What was once a thriving town with a deep sense of hope for the future is today a quiet town with a deep sense of pride in its origins. Ethnic backgrounds are a point of pride, not division. From this vantage point of 2021, an era of mass migration, that is a lesson worth revisiting.

Both World Wars are no doubt important, lest we forget. They offer ample opportunity to explore the stuff stories are made of—resilience, human strengths and failings, intolerance, what people are capable of in tenuous circumstances. I read WWII stories voraciously but would certainly like to see more stories crafted from the goldmine of 1910s stories still told at the family dinner table, before generations forget entirely how they came to be here. Instead of a re-direct, I’d welcome an ample choice of options when I search for WWI fiction—stories of immigrants, of sacrifice, change, and hope.

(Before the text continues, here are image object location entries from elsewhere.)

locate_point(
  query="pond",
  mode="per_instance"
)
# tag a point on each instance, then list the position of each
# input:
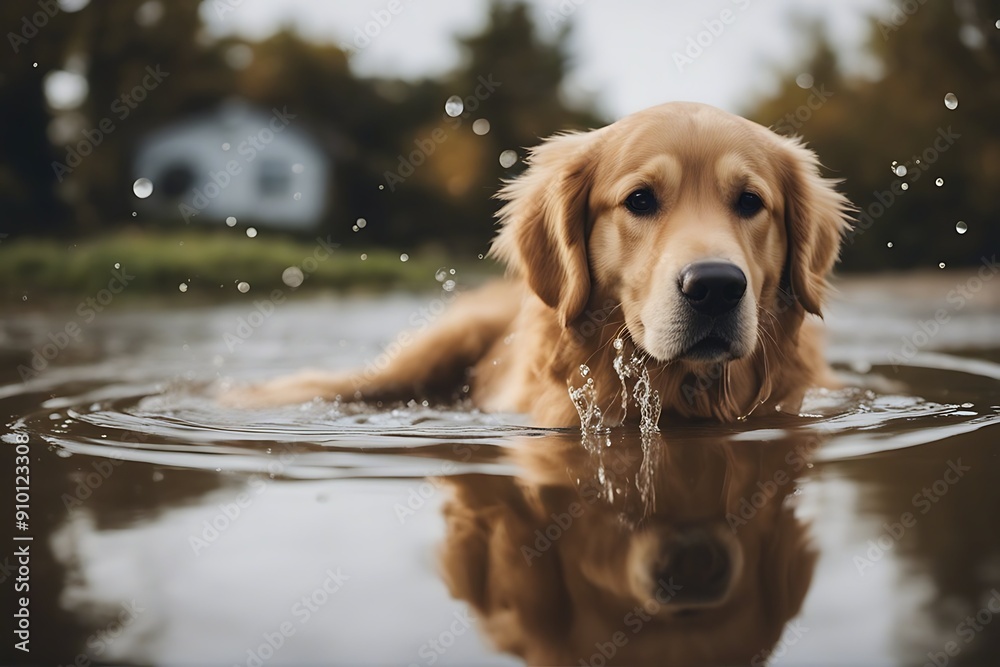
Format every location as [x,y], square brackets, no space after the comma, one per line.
[165,529]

Hilary Hauck is the author of From Ashes to Song, her debut novel. A writer and translator, her work has appeared in the Mindful Writers Retreat Series anthologies, the Ekphrastic Review, Balloons Lit. Journal, and the Telepoem Booth. She moved to Italy from her native UK as a young adult, where she mastered the language, learned how to cook food she can no longer eat, and won a karate championship. After meeting her husband, Hilary came to the US and drew inspiration from Pennsylvania coal history, which soon became the setting for her debut novel. Hilary is Chair of the Festival of Books in the Alleghenies, past president of Pennwriters, and a graduate of RULE. She lives on a small patch of woods in rural Pennsylvania with her husband, one of their three adult children, a cat with a passion for laundry, and an oversized German Shepherd called Hobbes—of the Calvin variety.